In infants and children, carbohydrate intake is critical for growth and development. Glucose is the main oxidative fuel of brain cells and carbohydrate intake is linked to cognition.11 Carbohydrate intake influences metabolism and can minimize the protein cost of gluconeogenesis and irreversible protein and nitrogen loss, and carbohydrate intake prevents ketosis and its consequences, affecting growth. Population-based studies in children link carbohydrate intake and its subtypes, such as monosaccharides and disaccharides, with changes in serum lipids.12 Furthermore, some evidence exists associating sugar-rich (particularly fructose rich) diet with increased risk for nonalcoholic fatty liver disease (NAFLD) in children who have obesity.13, 14 Unfortunately, most studies about carbohydrates intake and energy metabolism have been conducted in adults and newborns, the latter being in a transitional phase of metabolic adaptation. Thus, studies performed in children between one year and puberty are likely sparse.15

Purpose of the Review

This systematic review and meta-analysis will evaluate the Key Question (KQ) listed below.

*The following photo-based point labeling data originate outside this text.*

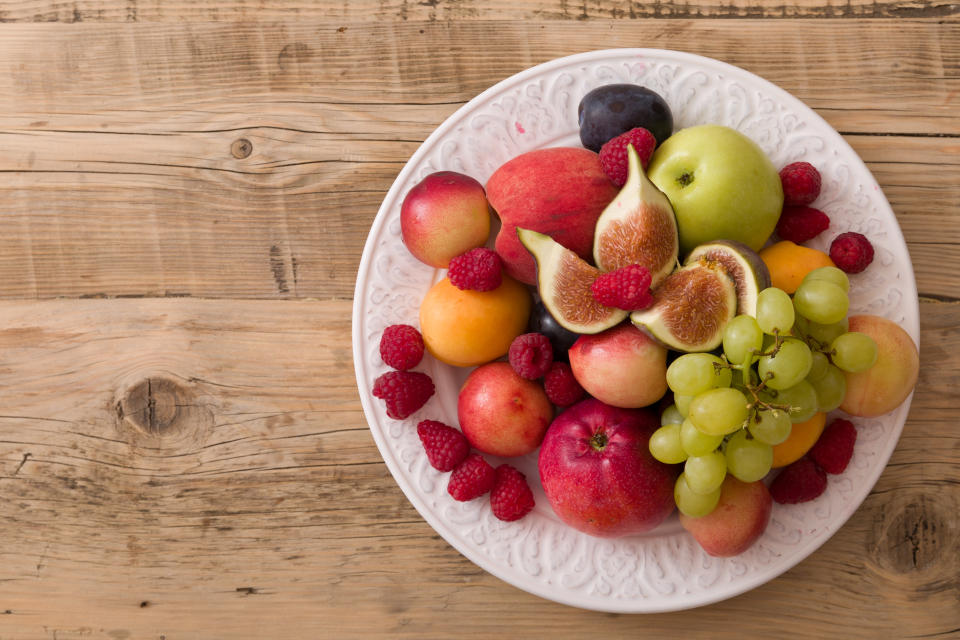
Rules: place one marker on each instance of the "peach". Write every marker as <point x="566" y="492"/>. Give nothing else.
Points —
<point x="884" y="386"/>
<point x="501" y="413"/>
<point x="444" y="215"/>
<point x="559" y="191"/>
<point x="739" y="519"/>
<point x="622" y="366"/>
<point x="467" y="328"/>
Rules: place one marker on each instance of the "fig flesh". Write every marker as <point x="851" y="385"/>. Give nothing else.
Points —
<point x="749" y="272"/>
<point x="563" y="281"/>
<point x="637" y="227"/>
<point x="691" y="308"/>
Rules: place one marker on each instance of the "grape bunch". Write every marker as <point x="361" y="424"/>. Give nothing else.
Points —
<point x="776" y="369"/>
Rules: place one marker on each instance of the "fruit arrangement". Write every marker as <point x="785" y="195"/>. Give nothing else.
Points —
<point x="649" y="322"/>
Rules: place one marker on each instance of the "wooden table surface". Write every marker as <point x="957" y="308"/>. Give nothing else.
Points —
<point x="186" y="190"/>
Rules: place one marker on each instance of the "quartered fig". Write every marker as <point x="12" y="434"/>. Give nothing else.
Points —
<point x="691" y="308"/>
<point x="748" y="271"/>
<point x="637" y="227"/>
<point x="563" y="281"/>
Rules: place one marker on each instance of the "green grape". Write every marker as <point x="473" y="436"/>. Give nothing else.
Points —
<point x="742" y="336"/>
<point x="853" y="352"/>
<point x="830" y="389"/>
<point x="665" y="444"/>
<point x="718" y="412"/>
<point x="801" y="398"/>
<point x="773" y="426"/>
<point x="774" y="311"/>
<point x="821" y="301"/>
<point x="694" y="504"/>
<point x="826" y="333"/>
<point x="818" y="365"/>
<point x="671" y="415"/>
<point x="830" y="274"/>
<point x="696" y="442"/>
<point x="788" y="366"/>
<point x="705" y="473"/>
<point x="682" y="403"/>
<point x="748" y="459"/>
<point x="693" y="373"/>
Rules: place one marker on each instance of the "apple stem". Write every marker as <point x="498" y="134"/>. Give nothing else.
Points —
<point x="598" y="441"/>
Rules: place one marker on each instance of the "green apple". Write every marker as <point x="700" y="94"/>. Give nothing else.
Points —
<point x="721" y="186"/>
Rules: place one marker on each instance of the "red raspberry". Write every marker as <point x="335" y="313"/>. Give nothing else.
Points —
<point x="561" y="386"/>
<point x="511" y="497"/>
<point x="479" y="269"/>
<point x="446" y="447"/>
<point x="471" y="478"/>
<point x="801" y="183"/>
<point x="626" y="288"/>
<point x="851" y="251"/>
<point x="834" y="448"/>
<point x="799" y="224"/>
<point x="613" y="154"/>
<point x="401" y="346"/>
<point x="403" y="391"/>
<point x="802" y="481"/>
<point x="530" y="355"/>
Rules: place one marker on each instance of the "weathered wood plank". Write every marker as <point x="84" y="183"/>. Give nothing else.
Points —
<point x="264" y="509"/>
<point x="143" y="193"/>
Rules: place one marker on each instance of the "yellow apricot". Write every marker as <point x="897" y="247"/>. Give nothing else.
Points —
<point x="467" y="328"/>
<point x="789" y="262"/>
<point x="803" y="435"/>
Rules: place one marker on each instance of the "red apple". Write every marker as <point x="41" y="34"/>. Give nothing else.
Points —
<point x="739" y="519"/>
<point x="598" y="474"/>
<point x="559" y="191"/>
<point x="444" y="215"/>
<point x="622" y="366"/>
<point x="501" y="413"/>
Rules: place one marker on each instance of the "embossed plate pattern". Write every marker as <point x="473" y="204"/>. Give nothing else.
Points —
<point x="664" y="570"/>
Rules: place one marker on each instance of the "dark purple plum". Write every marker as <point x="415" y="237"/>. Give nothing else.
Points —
<point x="561" y="339"/>
<point x="612" y="109"/>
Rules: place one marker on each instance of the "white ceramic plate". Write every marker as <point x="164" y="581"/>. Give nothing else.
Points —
<point x="664" y="570"/>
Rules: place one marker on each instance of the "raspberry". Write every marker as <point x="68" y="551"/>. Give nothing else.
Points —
<point x="613" y="154"/>
<point x="800" y="482"/>
<point x="626" y="288"/>
<point x="799" y="224"/>
<point x="401" y="346"/>
<point x="801" y="183"/>
<point x="446" y="447"/>
<point x="851" y="251"/>
<point x="834" y="448"/>
<point x="561" y="386"/>
<point x="471" y="478"/>
<point x="478" y="270"/>
<point x="511" y="497"/>
<point x="403" y="391"/>
<point x="530" y="355"/>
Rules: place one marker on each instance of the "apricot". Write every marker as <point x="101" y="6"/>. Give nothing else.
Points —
<point x="884" y="386"/>
<point x="803" y="435"/>
<point x="789" y="262"/>
<point x="467" y="328"/>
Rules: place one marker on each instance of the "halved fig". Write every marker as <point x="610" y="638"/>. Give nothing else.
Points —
<point x="563" y="281"/>
<point x="637" y="227"/>
<point x="691" y="308"/>
<point x="749" y="272"/>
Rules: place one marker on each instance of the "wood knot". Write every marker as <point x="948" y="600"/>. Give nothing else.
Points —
<point x="241" y="148"/>
<point x="913" y="535"/>
<point x="156" y="406"/>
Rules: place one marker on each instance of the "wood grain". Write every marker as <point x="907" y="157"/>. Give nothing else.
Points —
<point x="185" y="190"/>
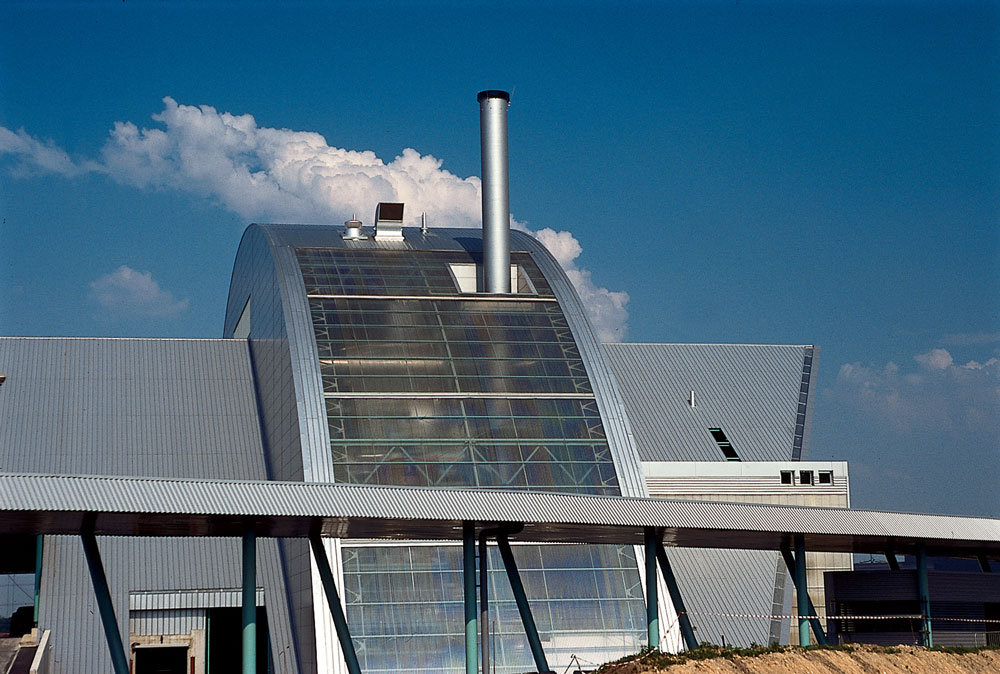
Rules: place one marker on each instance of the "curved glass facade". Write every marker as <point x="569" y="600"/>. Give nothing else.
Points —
<point x="428" y="385"/>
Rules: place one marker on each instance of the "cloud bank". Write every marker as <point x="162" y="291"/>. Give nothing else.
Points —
<point x="279" y="175"/>
<point x="127" y="291"/>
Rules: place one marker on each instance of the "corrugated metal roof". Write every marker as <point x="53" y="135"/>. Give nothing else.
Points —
<point x="750" y="391"/>
<point x="144" y="407"/>
<point x="130" y="506"/>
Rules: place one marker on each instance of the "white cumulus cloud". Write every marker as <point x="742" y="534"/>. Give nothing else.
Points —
<point x="938" y="397"/>
<point x="606" y="308"/>
<point x="37" y="156"/>
<point x="278" y="175"/>
<point x="127" y="291"/>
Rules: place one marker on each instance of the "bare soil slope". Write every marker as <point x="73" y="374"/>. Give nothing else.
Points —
<point x="859" y="660"/>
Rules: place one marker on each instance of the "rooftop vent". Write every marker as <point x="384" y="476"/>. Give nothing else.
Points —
<point x="352" y="230"/>
<point x="389" y="222"/>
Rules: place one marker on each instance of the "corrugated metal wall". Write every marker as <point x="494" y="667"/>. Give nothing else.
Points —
<point x="139" y="407"/>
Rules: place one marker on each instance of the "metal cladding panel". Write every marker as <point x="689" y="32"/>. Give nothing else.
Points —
<point x="729" y="594"/>
<point x="69" y="607"/>
<point x="144" y="407"/>
<point x="752" y="392"/>
<point x="170" y="621"/>
<point x="609" y="399"/>
<point x="59" y="504"/>
<point x="189" y="599"/>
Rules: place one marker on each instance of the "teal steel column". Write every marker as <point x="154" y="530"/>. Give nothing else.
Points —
<point x="469" y="578"/>
<point x="38" y="576"/>
<point x="652" y="598"/>
<point x="810" y="609"/>
<point x="249" y="602"/>
<point x="687" y="631"/>
<point x="923" y="590"/>
<point x="801" y="589"/>
<point x="522" y="604"/>
<point x="336" y="610"/>
<point x="119" y="660"/>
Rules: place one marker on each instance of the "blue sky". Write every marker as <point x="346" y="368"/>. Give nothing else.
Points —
<point x="822" y="173"/>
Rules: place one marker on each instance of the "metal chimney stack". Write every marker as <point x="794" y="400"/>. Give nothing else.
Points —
<point x="496" y="191"/>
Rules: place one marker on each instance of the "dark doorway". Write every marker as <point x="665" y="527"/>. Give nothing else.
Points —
<point x="161" y="660"/>
<point x="225" y="641"/>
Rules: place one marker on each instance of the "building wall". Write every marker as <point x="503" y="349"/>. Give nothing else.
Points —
<point x="136" y="407"/>
<point x="751" y="593"/>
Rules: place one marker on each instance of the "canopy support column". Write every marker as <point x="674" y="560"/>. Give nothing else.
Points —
<point x="249" y="601"/>
<point x="652" y="597"/>
<point x="484" y="599"/>
<point x="530" y="630"/>
<point x="687" y="631"/>
<point x="469" y="578"/>
<point x="805" y="609"/>
<point x="923" y="590"/>
<point x="104" y="604"/>
<point x="333" y="599"/>
<point x="39" y="543"/>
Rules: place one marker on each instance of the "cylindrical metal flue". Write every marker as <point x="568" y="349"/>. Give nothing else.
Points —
<point x="496" y="191"/>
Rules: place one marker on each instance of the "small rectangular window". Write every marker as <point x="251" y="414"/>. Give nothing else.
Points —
<point x="723" y="442"/>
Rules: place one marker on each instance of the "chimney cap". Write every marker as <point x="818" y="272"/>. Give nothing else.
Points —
<point x="493" y="93"/>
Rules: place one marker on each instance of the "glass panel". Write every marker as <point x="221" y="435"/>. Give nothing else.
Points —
<point x="585" y="600"/>
<point x="330" y="271"/>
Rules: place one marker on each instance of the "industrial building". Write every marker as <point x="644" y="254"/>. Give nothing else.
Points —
<point x="392" y="356"/>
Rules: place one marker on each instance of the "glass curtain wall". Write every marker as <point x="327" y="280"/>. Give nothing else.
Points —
<point x="429" y="386"/>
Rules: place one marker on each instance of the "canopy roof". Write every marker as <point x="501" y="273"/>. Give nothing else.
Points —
<point x="121" y="506"/>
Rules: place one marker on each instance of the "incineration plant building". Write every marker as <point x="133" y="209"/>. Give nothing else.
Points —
<point x="387" y="355"/>
<point x="375" y="361"/>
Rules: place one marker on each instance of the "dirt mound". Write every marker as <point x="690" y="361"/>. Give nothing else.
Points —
<point x="840" y="660"/>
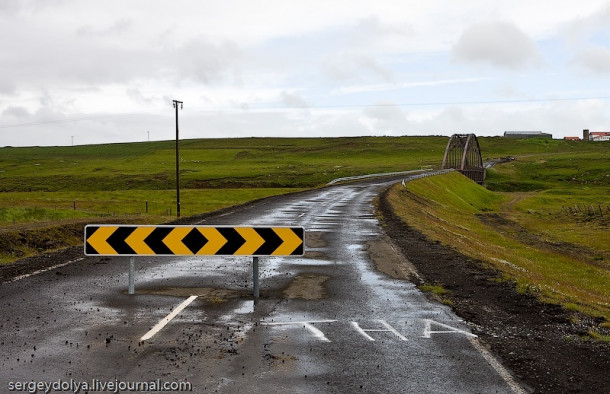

This review intends to summarize and appraise all relevant evidence to inform the upcoming U.S. and Canadian government DRI guideline about carbohydrate intake.

KQ 1: What is the association between dietary digestible carbohydrate intake and the incidence of type 2 diabetes (T2D) and effect on growth, size, and body composition (i.e., obesity, overweight, body weight and composition)?

Please see Table 1 for inclusion and exclusion criteria by Population, Intervention, Comparator, Outcome, Timing, Setting/Study Design (PICOTS)

A. Criteria for Inclusion/Exclusion of Studies in the Review

We will apply the following inclusion and exclusion criteria for the studies identified in the literature search (Table 1).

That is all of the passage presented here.